What this page tracks
This USDC whale tracker focuses on large USD Coin transfers across the supported chains and venues where USDC is used as a regulated stablecoin liquidity layer. The table is filtered for USDC, so it does not mix USDC movement with BTC, ETH, USDT, or other assets. Each row is meant to answer a narrow set of questions: which network carried the transfer, how much value moved, which side of the route has a known label, and does the movement look like an exchange flow, treasury operation, mint, burn, bridge route, custody movement, or ordinary wallet transfer?
USDC needs its own reading model because stablecoin movement often describes liquidity routing rather than direct market intent. A large USDC transfer into a labeled exchange can show that dollar liquidity reached a venue, but it does not prove that the sender bought or sold a crypto asset. A large outflow can show USDC leaving exchange infrastructure, but the destination may be a custody wallet, an institutional account, a treasury address, an OTC route, a bridge, or another operational wallet. The network matters because the same asset can move through different settlement paths depending on the chain, venue, and wallet cluster involved.
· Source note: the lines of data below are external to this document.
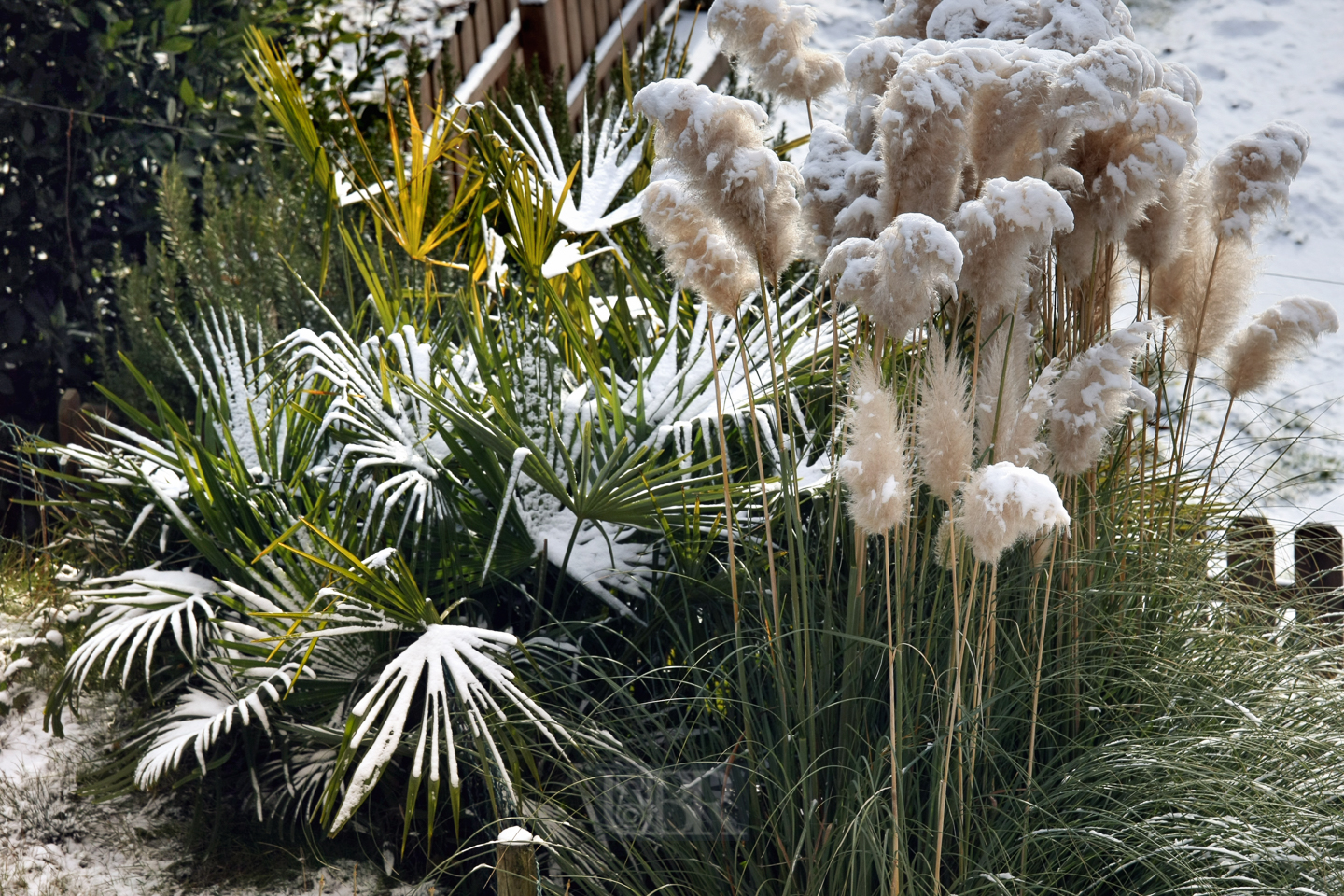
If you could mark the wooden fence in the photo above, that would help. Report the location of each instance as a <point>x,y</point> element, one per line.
<point>564,36</point>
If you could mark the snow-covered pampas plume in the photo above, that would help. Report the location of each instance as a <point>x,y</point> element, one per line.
<point>1008,414</point>
<point>919,260</point>
<point>857,268</point>
<point>695,247</point>
<point>989,19</point>
<point>1249,180</point>
<point>1092,397</point>
<point>868,67</point>
<point>922,128</point>
<point>906,18</point>
<point>1274,337</point>
<point>718,144</point>
<point>1005,132</point>
<point>824,192</point>
<point>772,36</point>
<point>898,277</point>
<point>999,234</point>
<point>944,426</point>
<point>1124,168</point>
<point>1004,503</point>
<point>1206,287</point>
<point>876,464</point>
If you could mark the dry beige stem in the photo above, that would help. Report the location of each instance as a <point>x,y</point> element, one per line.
<point>772,36</point>
<point>876,467</point>
<point>944,428</point>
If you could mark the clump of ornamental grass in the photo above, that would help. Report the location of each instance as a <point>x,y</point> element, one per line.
<point>1090,398</point>
<point>1004,504</point>
<point>897,278</point>
<point>718,146</point>
<point>770,36</point>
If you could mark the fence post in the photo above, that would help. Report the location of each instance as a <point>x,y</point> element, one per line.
<point>1250,553</point>
<point>515,862</point>
<point>1317,560</point>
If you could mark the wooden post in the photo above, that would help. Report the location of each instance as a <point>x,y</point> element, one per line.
<point>1317,560</point>
<point>515,862</point>
<point>1250,553</point>
<point>543,34</point>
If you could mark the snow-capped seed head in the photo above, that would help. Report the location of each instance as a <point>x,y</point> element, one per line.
<point>1002,504</point>
<point>999,234</point>
<point>1183,82</point>
<point>1252,176</point>
<point>770,36</point>
<point>857,269</point>
<point>871,63</point>
<point>876,464</point>
<point>991,19</point>
<point>1274,337</point>
<point>1092,397</point>
<point>944,426</point>
<point>824,193</point>
<point>695,247</point>
<point>1124,170</point>
<point>717,141</point>
<point>1204,289</point>
<point>918,260</point>
<point>1160,237</point>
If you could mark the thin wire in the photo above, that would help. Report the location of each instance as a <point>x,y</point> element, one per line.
<point>196,132</point>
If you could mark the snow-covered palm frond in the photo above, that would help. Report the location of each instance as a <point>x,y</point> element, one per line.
<point>139,608</point>
<point>602,172</point>
<point>232,379</point>
<point>455,665</point>
<point>384,425</point>
<point>203,716</point>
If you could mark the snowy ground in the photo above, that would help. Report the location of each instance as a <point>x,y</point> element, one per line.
<point>1258,60</point>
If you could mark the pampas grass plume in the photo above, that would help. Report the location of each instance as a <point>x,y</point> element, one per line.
<point>1250,179</point>
<point>1274,337</point>
<point>717,143</point>
<point>770,36</point>
<point>1002,504</point>
<point>875,467</point>
<point>944,427</point>
<point>897,278</point>
<point>999,232</point>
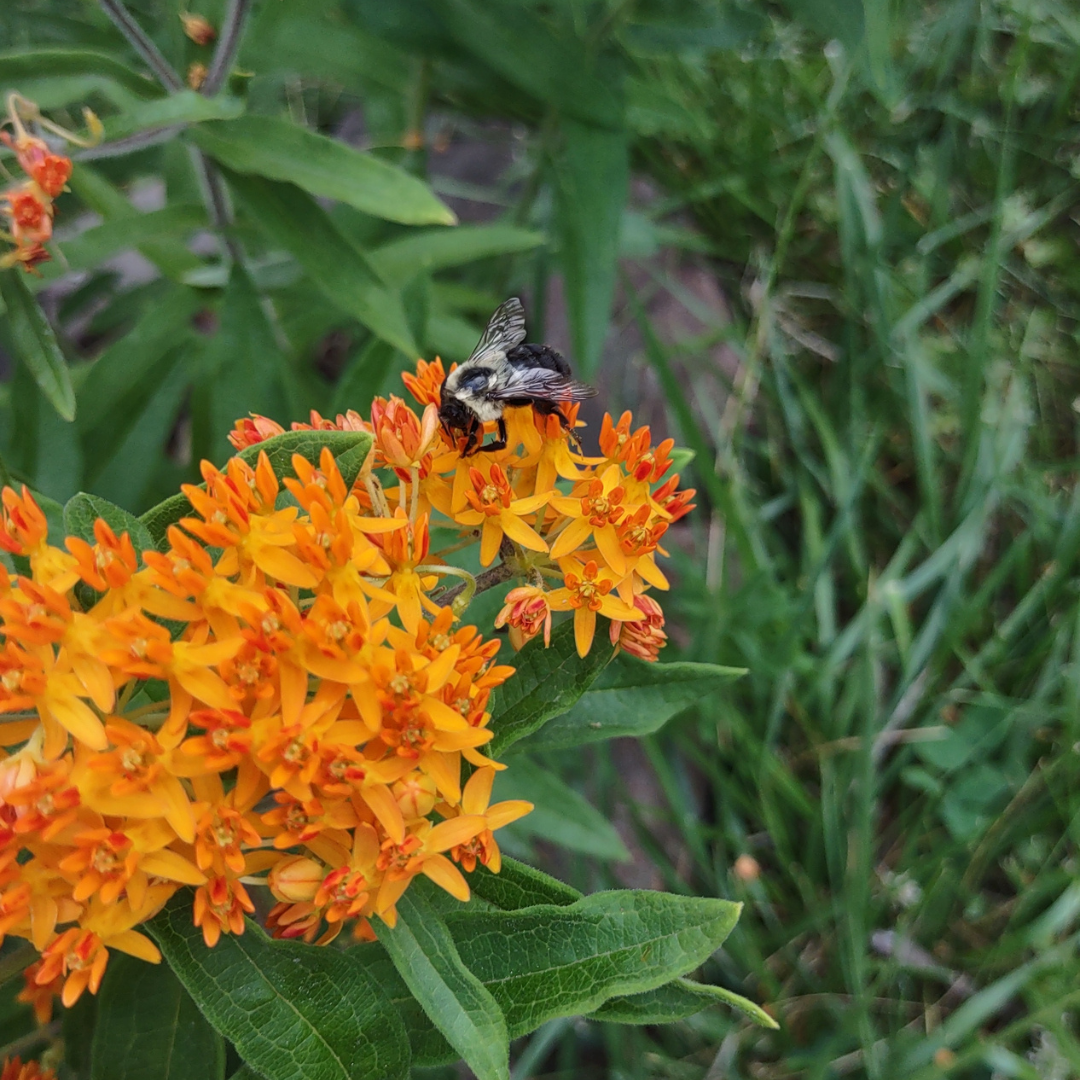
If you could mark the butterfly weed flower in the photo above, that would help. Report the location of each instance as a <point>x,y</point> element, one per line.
<point>288,693</point>
<point>27,206</point>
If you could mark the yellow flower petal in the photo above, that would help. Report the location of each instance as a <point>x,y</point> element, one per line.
<point>135,944</point>
<point>522,532</point>
<point>584,629</point>
<point>169,864</point>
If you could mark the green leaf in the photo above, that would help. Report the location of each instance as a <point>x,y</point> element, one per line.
<point>549,961</point>
<point>166,253</point>
<point>240,369</point>
<point>148,1028</point>
<point>18,65</point>
<point>113,394</point>
<point>453,998</point>
<point>298,224</point>
<point>547,684</point>
<point>184,107</point>
<point>103,241</point>
<point>293,1011</point>
<point>676,1000</point>
<point>561,814</point>
<point>517,886</point>
<point>349,449</point>
<point>281,150</point>
<point>430,250</point>
<point>36,343</point>
<point>82,510</point>
<point>632,698</point>
<point>554,68</point>
<point>592,177</point>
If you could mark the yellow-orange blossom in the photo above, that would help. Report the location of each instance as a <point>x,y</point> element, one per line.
<point>309,718</point>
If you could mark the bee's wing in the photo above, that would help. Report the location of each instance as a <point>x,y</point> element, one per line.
<point>541,382</point>
<point>504,331</point>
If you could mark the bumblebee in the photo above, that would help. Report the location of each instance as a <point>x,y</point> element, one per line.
<point>502,372</point>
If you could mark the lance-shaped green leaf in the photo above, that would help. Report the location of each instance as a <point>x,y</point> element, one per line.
<point>184,107</point>
<point>19,65</point>
<point>298,224</point>
<point>517,886</point>
<point>281,150</point>
<point>631,698</point>
<point>82,510</point>
<point>166,253</point>
<point>675,1000</point>
<point>453,998</point>
<point>592,176</point>
<point>548,961</point>
<point>104,414</point>
<point>293,1011</point>
<point>561,814</point>
<point>98,243</point>
<point>35,342</point>
<point>555,69</point>
<point>349,449</point>
<point>547,684</point>
<point>148,1028</point>
<point>430,250</point>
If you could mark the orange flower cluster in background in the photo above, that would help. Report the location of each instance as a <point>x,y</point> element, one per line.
<point>580,534</point>
<point>27,206</point>
<point>241,703</point>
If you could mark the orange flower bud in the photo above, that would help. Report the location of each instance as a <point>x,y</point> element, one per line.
<point>198,28</point>
<point>645,637</point>
<point>296,879</point>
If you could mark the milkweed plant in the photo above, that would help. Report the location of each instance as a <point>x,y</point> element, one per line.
<point>269,686</point>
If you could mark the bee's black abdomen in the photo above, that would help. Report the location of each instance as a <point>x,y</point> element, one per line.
<point>538,355</point>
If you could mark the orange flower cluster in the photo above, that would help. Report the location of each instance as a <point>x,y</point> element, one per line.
<point>580,534</point>
<point>28,206</point>
<point>241,709</point>
<point>14,1069</point>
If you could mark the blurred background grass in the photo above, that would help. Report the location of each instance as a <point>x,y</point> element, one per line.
<point>832,247</point>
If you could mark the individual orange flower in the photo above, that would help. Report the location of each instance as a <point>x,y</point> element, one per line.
<point>474,801</point>
<point>110,563</point>
<point>645,637</point>
<point>14,1069</point>
<point>427,385</point>
<point>219,907</point>
<point>499,513</point>
<point>31,218</point>
<point>198,28</point>
<point>49,171</point>
<point>402,439</point>
<point>588,594</point>
<point>40,997</point>
<point>254,429</point>
<point>80,956</point>
<point>594,511</point>
<point>527,612</point>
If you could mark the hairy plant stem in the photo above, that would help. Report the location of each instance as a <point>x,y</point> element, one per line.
<point>228,46</point>
<point>142,43</point>
<point>499,574</point>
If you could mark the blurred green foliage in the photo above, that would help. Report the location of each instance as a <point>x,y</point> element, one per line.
<point>881,410</point>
OnChainFlows treats USDC whale tracking as blockchain analytics. The useful part is the context around the transaction: sender, receiver, entity labels, transaction hash, token amount, USD value, flow type, network, and links into the wider dashboard. Mint and burn events are kept separate from whale wallet behavior because they describe supply-side activity before funds move through the market. Bridge and cross-chain transfers also need their own bucket. They may move liquidity between networks or venues without showing a simple change in owner intent.